Gilbert, who had gone on to write an account of strange and turbulent visions he had witnessed early in 1567, in which he had received the homage of Solomon and Job, with their promise to grant him access to secret mystical knowledge, also has returned to Ireland and is appointed to the profitless office of governor of Ulster, serving as a member of the Irish parliament.
At about this time he petitions the queen's principal secretary, Lord Burghley, for a recall to England—"for the recovery of my eyes"—but his ambitions still rest in Ireland, and particularly in the province of Munster.
Gilbert in April 1569 proposes the establishment of a presidency and council for the province of Ulster, and pursues the notion of an extensive settlement around Baltimore (in modern County Cork), which is approved by the Dublin council.
At the same time, he is involved with Sidney and the secretary of state, Sir Thomas Smith, in planning a large settlement of the northern province of Ulster by Devonshire gentlemen.
English Roman Catholics and various foreign agents develop another anti-Elizabeth conspiracy.
As with the Northern Rebellion of 1569, the conspirators focus their hopes on the deposed Mary.
Their leader is Roberto di Ridolfi, who, posing as an international banker, is able to travel between Brussels, Rome and Madrid without attracting too much suspicion.
Ridolfi has discussed his plans with the Duke of Alba in the Netherlands.
The plan is to foment another rebellion of the northern English nobility, many of whom are believed to still be Catholic, and wed Mary to Thomas Howard, 4th Duke of Norfolk, the leading Catholic nobleman, whom Elizabeth had pardoned for his role in the previous rising.
Spanish ships carrying large sums of money destined for their armies in the Netherlands cause a worsening of relations between England and Spain.
The Spanish crown, encouraged by petitions from English Catholics for deliverance, goes along with the plan, but Spanish involvement is never guaranteed.
Alba is unenthusiastic about an invasion along with the French, fearing that if the plot should be successful, it might lead to Mary occupying the throne of England and wedded the island nation her beloved France, which would not be in the Spanish interest.
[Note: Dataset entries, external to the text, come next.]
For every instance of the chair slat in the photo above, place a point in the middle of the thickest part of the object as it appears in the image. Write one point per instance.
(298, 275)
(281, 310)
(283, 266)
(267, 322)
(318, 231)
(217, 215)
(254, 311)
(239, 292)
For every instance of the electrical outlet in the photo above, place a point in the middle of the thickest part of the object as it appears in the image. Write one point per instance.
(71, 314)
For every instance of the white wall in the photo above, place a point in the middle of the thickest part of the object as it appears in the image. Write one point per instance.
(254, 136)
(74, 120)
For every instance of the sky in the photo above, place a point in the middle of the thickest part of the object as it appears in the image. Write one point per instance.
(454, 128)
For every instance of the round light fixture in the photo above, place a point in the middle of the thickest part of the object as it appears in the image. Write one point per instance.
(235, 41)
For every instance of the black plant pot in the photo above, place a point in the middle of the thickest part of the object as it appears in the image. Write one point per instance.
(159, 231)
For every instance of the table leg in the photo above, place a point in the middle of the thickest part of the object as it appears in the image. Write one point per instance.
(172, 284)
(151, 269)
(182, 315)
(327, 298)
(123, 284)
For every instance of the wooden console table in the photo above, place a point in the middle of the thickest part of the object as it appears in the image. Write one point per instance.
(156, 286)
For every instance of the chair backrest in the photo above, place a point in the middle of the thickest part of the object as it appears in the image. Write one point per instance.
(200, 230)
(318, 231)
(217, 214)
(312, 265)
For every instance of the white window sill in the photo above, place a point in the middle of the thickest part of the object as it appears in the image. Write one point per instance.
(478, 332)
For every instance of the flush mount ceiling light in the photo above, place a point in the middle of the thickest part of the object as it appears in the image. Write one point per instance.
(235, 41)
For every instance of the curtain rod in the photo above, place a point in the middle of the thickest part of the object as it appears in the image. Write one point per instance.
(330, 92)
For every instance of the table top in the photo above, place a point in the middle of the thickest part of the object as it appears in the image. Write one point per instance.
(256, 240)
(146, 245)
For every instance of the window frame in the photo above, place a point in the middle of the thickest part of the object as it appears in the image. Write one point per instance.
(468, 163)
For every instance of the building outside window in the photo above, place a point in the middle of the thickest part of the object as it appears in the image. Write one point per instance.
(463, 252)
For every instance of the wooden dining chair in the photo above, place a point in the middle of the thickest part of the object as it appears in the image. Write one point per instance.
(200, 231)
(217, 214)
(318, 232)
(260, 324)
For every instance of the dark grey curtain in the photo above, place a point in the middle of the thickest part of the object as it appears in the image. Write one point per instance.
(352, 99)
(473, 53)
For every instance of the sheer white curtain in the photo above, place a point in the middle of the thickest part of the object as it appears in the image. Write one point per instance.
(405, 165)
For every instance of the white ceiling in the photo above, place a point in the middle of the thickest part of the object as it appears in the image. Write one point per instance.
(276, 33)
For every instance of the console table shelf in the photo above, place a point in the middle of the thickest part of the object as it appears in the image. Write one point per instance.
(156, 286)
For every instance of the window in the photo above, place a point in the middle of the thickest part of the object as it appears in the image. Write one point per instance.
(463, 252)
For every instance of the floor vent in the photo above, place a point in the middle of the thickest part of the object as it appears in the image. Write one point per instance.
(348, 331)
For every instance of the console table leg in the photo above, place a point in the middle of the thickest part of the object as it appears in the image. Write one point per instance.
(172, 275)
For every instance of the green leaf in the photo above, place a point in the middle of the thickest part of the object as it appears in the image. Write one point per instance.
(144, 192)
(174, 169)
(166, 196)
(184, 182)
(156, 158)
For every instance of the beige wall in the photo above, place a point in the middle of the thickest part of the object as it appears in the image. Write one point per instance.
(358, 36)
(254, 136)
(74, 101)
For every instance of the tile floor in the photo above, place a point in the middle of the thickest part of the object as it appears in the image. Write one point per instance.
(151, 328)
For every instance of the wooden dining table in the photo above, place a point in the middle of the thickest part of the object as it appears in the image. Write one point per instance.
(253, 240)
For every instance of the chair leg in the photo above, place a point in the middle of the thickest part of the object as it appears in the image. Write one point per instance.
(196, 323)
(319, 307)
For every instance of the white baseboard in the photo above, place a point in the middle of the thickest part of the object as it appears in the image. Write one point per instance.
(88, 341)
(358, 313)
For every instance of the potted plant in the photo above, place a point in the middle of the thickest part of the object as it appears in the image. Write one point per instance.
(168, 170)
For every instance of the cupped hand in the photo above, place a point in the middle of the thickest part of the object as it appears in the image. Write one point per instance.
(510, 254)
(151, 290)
The plot comes to light when Charles Baillie, a Scot favorable to the Marian party, is arrested at Dover carrying compromising letters, and reveals its existence under torture.
Elizabeth’s principal secretary Sir William Cecil assigns his protégé Francis Walsingham—who, having cultivated languages and contacts among the leading Protestant statesmen on the continent, has become active in soliciting support for the Huguenots in France—to unravel the Ridolfi plot, his first government role.
John Hawkins, pretending to be part of the plot, offers his services to the Spanish, in order to obtain the release of prisoners and to discover plans for the proposed Spanish invasion of England.